Switch opens when t=0
When t<0 i got iL(0)=1A and Uc(0)=0 for initial values.
When t>0 circuit will look like
enter image description here

And now i got for KVL i got

$$ E-U_L-U_R-U_C=0 $$
$$ E-Li_L'-\frac{i_L}{P}-\int\frac{i_L}{C}=0 $$
And now in need to do laplace transform.
$$ E-L(sI_L-i_L(0))-\frac{I_L}{P}- \frac{1}{C}*(\frac{1}{s}*I_L)=0$$
But now i got stuck here.

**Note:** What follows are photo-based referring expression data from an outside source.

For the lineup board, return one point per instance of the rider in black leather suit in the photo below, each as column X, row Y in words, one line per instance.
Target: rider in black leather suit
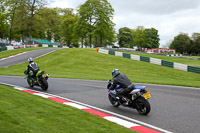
column 124, row 82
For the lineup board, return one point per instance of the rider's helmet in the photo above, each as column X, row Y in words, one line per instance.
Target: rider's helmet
column 30, row 59
column 115, row 73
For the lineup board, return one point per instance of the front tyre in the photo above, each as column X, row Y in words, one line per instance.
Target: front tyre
column 114, row 102
column 44, row 84
column 30, row 82
column 143, row 106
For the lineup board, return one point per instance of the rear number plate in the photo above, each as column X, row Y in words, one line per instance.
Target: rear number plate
column 147, row 95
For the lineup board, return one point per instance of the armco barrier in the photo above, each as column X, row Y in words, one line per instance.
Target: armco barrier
column 194, row 69
column 3, row 48
column 145, row 59
column 174, row 65
column 125, row 55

Thanks in advance.

Best Answer

Assuming R1=5Ω ,

Initially, \$V_C\ + V_{R_1} = V_{R_2}\$. Since no current flows through C for \$t(0^-)\$ , \$i_{R_2}=1A\$. So, \$V_{R_2}=V_C=2V\$.

For \$t>0\$,

$$E=L\frac{di}{dt} + i\cdot R_1 + \frac{1}{C}\int i dt + V_C(0)$$

Taking Laplace Transform,

$$\frac{E}{s} = L(sI(s)-I_L(0)) + I(s) \cdot R_1 + \frac{1}{Cs}I(s) + \frac{V_C(0)}{s}$$

Here \$I_L(0) = 1A, V_C(0) = 2V\$

Rearranging,

$$\frac{E+LsI_L(0)-V_C(0)}{Ls^2 + s R_1 + \frac{1}{C} } = I(s)$$

Substitute the values and resolve into partial fractions and then take Inverse Transform to get the value of the current.

Edit:

The Laplace Inverse of 1/7 is 1/7δ(t), which is a function that takes the value 0 for all \$t\neq 0\$.